Clay bar to decon the body work areas.
Polish applied on all body work areas.
Wax followed this.
All plastics covered with plastic and trim restoer
Sound dampening cover on the bonnet coated in fabric guard

Here are the before, during and after pics - metal polish to follow soon. As always, comments and feedback welcome.


----------



## GSVHammer

That's come up really nice.


----------



## jcooper5083

GSVHammer said:


> That's come up really nice.


Thank you.

To be fair there is only 15k on the clock but it is so worth it and the metal polish to follow just finished it off.

Just need to keep on top of it now.


----------



## Naddy37

Nice work. I need to tackle the engine on my e-class too.


----------



## pina07

Great work.....looks great now.
Regards
Paul


----------



## Citromark

Massive improvement , very rewarding too :thumb:

Mark


----------



## jcooper5083

Naddy37 said:


> Nice work.

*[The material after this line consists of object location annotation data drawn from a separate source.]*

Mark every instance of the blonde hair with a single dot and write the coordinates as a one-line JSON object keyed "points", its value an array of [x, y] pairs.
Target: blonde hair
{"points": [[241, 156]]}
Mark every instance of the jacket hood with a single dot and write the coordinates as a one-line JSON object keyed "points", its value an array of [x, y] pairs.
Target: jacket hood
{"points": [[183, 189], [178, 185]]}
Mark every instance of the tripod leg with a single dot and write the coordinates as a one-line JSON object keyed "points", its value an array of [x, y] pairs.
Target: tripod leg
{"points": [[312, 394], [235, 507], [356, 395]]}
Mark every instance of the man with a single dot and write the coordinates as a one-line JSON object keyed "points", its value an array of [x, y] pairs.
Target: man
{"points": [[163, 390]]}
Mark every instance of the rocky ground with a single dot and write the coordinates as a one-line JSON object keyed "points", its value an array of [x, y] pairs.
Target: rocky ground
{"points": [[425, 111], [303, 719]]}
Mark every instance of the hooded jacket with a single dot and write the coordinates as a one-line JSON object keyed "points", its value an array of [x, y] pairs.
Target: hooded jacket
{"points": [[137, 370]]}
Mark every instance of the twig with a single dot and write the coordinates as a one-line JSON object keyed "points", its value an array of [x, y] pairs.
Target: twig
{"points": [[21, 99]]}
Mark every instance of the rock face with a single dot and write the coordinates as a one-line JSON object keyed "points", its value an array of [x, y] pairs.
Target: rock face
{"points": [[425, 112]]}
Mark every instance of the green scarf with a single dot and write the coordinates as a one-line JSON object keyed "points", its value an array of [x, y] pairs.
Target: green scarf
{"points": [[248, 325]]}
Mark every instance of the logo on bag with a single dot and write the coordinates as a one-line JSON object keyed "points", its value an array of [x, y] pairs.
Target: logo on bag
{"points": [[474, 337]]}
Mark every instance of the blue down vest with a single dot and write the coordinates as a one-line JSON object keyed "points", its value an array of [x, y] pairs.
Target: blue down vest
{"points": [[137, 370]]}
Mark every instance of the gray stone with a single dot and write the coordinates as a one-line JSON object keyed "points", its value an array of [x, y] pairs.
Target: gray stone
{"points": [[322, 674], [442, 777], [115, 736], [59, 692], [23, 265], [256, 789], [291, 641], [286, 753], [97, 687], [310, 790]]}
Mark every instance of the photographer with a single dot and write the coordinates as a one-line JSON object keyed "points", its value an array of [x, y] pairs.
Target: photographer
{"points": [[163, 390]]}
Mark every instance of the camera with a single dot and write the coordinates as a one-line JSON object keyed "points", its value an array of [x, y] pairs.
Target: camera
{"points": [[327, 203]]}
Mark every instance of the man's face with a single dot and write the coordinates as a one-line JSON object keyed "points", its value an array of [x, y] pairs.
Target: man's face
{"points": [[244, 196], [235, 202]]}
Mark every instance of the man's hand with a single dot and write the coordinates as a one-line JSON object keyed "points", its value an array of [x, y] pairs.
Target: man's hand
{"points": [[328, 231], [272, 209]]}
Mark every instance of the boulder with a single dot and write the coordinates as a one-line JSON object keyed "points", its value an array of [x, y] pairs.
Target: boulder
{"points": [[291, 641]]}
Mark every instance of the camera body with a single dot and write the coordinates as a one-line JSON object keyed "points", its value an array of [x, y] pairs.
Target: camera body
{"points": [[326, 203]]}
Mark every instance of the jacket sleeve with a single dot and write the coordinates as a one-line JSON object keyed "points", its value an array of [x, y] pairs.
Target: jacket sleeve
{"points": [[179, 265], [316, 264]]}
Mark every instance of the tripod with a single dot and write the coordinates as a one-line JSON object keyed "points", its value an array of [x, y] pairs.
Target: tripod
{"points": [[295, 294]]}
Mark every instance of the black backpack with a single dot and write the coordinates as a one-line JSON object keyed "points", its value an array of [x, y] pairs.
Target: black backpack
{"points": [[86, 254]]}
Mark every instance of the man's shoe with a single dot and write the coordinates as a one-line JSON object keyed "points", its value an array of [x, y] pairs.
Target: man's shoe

I need to tackle the engine on my e-class too.


Get it done, also take a look at my post in the engine bay section about polishing bare metal I posted a couple of days ago as you may have the same metal I did and the difference you can make for such a simple process is well worth it.


----------



## washingitagain

Good work. I tried to do mine a few weeks ago (W176 A Class) and whilst it came up OK, I was terrified of getting something wet which shouldn't get wet. I watch countless videos of people liberally washing engine bays but it terrifies me!


----------



## jcooper5083

washingitagain said:


> Good work. I tried to do mine a few weeks ago (W176 A Class) and whilst it came up OK, I was terrified of getting something wet which shouldn't get wet. I watch countless videos of people liberally washing engine bays but it terrifies me!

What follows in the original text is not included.